TiVos haven't had an RF output since the S2.

But another benefit standby provides is it prevents emergency alerts from interrupting recordings.


----------



## pshivers (Nov 4, 2013)

Dan203 said:


> Here is a list of pronto hex code for standby for all 10 TiVo remote codes...
> 
> You can manually enter these for your Haromny using this page...
> 
> http://members.harmonyremote.com/EasyZapper/Infrared/ManualInfrared.asp?ReturnUrl=ShowInfrared.asp


Wow that is a whole different animal (website) than what I am use to programming my 900 with, A GUI interface is what I have been using for 3 years.

I'll have to study this a bit and figure it out!

Thanks...


----------



## flar (Mar 18, 2003)

pshivers said:


> Wow that is a whole different animal (website) than what I am use to programming my 900 with, A GUI interface is what I have been using for 3 years.
> 
> I'll have to study this a bit and figure it out!
> 
> Thanks...


You don't need to use the hex codes, btw. I've used TiVos with Harmony remotes for years and have always used the built-in standby code. Someone earlier mentioned that you sometimes have to hunt around for the right "TiVo model" to use since they have every TiVo model in their database, and all support the same codes, but they don't have Standby in all of the entries. So, if you don't have a Standby code listed in the codes for the model you selected, just choose a different TiVo model until you get one with all of the codes you want.

I switched to URC remotes a while back so I don't have any recent Harmony configs I can check for you to give you the optimal TiVo model to use, my apologies...


----------



## cncb (Jul 4, 2013)

Is there still no easy way to put the Roamio into Standby from the standard remote? It would be nice if there was an option to hold down on one of the buttons for a few seconds to put it into Standby.


----------



## pshivers (Nov 4, 2013)

cncb said:


> Is there still no easy way to put the Roamio into Standby from the standard remote? It would be nice if there was an option to hold down on one of the buttons for a few seconds to put it into Standby.

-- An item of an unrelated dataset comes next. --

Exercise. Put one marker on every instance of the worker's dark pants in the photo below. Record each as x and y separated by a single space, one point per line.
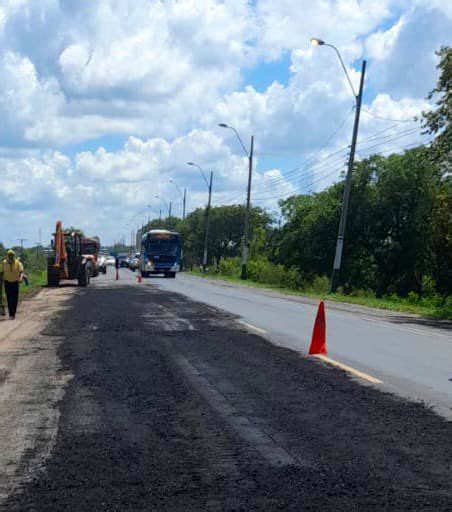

Nothing new from TiVo to do this via the remote control...

You do now have the option to automatically put your Roamio into Standby mode after either two or four hours of inactivity.

I've been using this option since the last software release was made available. For me two hours is too short as the TiVo would go into Standby while watching a long movie or watching an NBA game where I had no need to use the remote for over two hours. Four Hour Standby mode seems to work well for my household... To wake up the TiVo you just hit the "TiVo" or "Live" button.


----------



## BruinGuy (Apr 16, 2015)

Is there a reason to go into standby mode? Isn't turning the TV off enough?


----------



## Teeps (Aug 16, 2001)

BruinGuy said:


> Is there a reason to go into standby mode?


From what I understand, if TiVo is recording on all available tuners, at the time of a local emergency alert, while in standby mode.
TiVo will not interrupt the recording in progress.

I should have added to the above: 
To the extent that TiVo would not switch to live tv to provide the emergency alert information. 
As it would, were the viewer watching a recording at the time of the alert.

Thus interrupting a scheduled recording that was in process.


----------



## cncb (Jul 4, 2013)

I don't know. I assumed standby for the Roamio would stop it from recording "live tv" unnecessarily. For the Mini, I thought it would "release" a tuner.


----------



## UCLABB (May 29, 2012)

cncb said:


> I don't know. I assumed standby for the Roamio would stop it from recording "live tv" unnecessarily. For the Mini, I thought it would "release" a tuner.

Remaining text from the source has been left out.